In their PFD response dated 14 November 2016, the MPS confirmed that the head of MPS first aid training instructed that the Trainers Guide for Emergency Life Support Training (‘ELS’) be revised to explicitly add the word ‘snoring’ to the risk of potential breathing warning signs to be aware of, when monitoring a person (both responsive and unresponsive). She also further requested that:

“Trainers be advised that in future Emergency Life Support (ELS) sessions, they should explicitly mention that ‘snoring’ can be a partial airway issue, that officers noticing this should do further checks, and that they should not assume snoring is normal breathing. This instruction has been implemented with immediate effect. Within a year the revised training will have reached every serving officer at their annual ELS refresher training”.

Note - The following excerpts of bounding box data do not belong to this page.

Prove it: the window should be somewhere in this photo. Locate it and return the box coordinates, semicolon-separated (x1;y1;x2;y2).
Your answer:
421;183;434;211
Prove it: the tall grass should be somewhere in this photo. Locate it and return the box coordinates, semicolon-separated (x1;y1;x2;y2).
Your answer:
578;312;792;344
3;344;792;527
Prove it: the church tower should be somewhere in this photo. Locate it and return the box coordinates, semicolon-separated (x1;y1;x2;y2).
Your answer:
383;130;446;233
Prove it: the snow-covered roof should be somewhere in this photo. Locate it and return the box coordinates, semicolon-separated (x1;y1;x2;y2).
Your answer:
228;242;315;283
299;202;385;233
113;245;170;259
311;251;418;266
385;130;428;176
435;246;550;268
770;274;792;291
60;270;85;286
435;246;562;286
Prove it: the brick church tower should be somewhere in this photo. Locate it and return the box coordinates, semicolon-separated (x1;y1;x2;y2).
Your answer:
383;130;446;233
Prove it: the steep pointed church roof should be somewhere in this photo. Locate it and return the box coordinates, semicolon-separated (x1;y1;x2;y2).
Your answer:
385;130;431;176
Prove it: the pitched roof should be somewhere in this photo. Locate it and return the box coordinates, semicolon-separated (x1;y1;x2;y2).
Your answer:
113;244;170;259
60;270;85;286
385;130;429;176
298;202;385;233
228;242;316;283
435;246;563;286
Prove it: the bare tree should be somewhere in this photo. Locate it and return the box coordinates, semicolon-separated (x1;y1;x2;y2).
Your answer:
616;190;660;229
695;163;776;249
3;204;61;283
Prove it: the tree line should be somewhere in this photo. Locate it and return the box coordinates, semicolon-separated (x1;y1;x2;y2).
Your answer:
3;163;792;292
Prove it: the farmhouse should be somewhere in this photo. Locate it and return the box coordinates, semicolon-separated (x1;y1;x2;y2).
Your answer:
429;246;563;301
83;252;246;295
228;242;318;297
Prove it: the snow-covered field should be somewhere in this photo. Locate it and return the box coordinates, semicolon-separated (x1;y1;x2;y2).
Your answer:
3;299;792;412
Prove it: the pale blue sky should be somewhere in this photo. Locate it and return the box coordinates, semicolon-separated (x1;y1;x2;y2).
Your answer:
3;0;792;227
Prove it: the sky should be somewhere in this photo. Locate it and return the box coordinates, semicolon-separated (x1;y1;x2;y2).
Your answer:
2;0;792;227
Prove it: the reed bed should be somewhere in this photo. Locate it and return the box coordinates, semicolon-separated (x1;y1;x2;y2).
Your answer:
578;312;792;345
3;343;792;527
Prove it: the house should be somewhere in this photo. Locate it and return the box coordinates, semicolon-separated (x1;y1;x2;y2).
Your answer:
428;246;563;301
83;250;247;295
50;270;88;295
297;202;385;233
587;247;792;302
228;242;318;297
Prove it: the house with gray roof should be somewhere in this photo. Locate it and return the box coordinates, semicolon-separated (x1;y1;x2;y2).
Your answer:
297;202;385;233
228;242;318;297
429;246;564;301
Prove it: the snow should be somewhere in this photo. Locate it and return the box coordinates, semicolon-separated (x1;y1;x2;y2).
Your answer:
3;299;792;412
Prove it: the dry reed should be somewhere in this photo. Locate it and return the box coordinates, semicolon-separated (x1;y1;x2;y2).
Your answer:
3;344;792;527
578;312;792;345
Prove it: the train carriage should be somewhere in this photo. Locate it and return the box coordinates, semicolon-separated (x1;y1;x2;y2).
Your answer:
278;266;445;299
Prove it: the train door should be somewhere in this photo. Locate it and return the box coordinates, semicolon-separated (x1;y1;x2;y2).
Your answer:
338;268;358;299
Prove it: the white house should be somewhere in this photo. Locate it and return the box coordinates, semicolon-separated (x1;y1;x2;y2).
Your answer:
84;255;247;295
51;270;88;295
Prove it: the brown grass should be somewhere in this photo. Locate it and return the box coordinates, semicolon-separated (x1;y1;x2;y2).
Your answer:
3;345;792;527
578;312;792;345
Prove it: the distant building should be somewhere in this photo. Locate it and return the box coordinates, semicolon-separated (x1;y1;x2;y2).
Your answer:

The issue was raised again in a PFD report dated 26 February 2021 arising out of the death of Joseph Agnew. The PFD report states:

"My independent expert in A&E gave evidence that snoring indicates partial airway obstruction. He dismissed perceptions of officers that there was such a thing as good or bad snoring. He opined that in a person with reduced consciousness officers should assume that snoring needs medical attention. The person needs assessment to exclude when it is not a concern. Whilst he acknowledged the difficulty of assessing breathing, he stressed its importance as an indication of medical emergency, gave little weight to the value of chest movements which officers used, and highlighted the danger signs of very slow or very fast breathing. He also stressed that concern for medical attention should be triggered by unrousability."